The enemy’s invincible / I hope you let it go

Your enemy’s invincible / I hope you let it go

Our enemy’s invincible / I hope you let it go

My enemy’s invincible / I hope you let it go

The repetition of this refrain reflects the inevitability of the enemy’s encroachment on all we hold dear—there’s no avoiding it. We’ll catch traces of its malevolence in our work, in our schools, in our churches, and in our homes, and our option is to despair and embrace a perpetual “worst year ever” mentality, the type of mentality Koenig says he’s attempting to subvert with the song’s message, or we can embrace the “hard-won” perspective that comes with a little age: the tumult we encounter on micro and macro levels, “It’s by design and consequentially / Each generation makes its own apology” (Gen-X Cops). 

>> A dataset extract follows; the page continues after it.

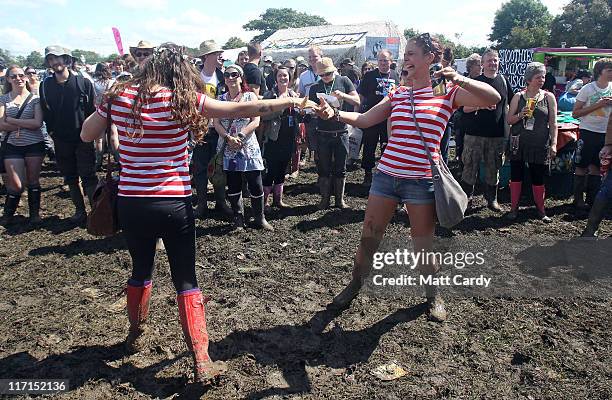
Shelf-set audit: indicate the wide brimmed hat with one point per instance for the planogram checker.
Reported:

Surprisingly, the sentiment that, on its face, is most void of hope, proved to be the one that contained the most potent supply of it. Settle into the tumult. Rely on the sage wisdom of past generations and find creative ways to contribute to it’s message for future generations to take up. Embrace constraint—it brings order to our otherwise chaotic lives and helps us identify traces of that which is Other. Follow that thread wherever it might lead. Chances are, it will take you to the very threshold of the Divine.

Oh my love, was it all in vain? / 

We always wanted money, now the money’s not the same.

In a quiet moment at the theater, I could feel your pain /

Deep inside the city, your memory remains.

Mary Boone, Mary Boone / 

Well I hope you feel like loving someone soon.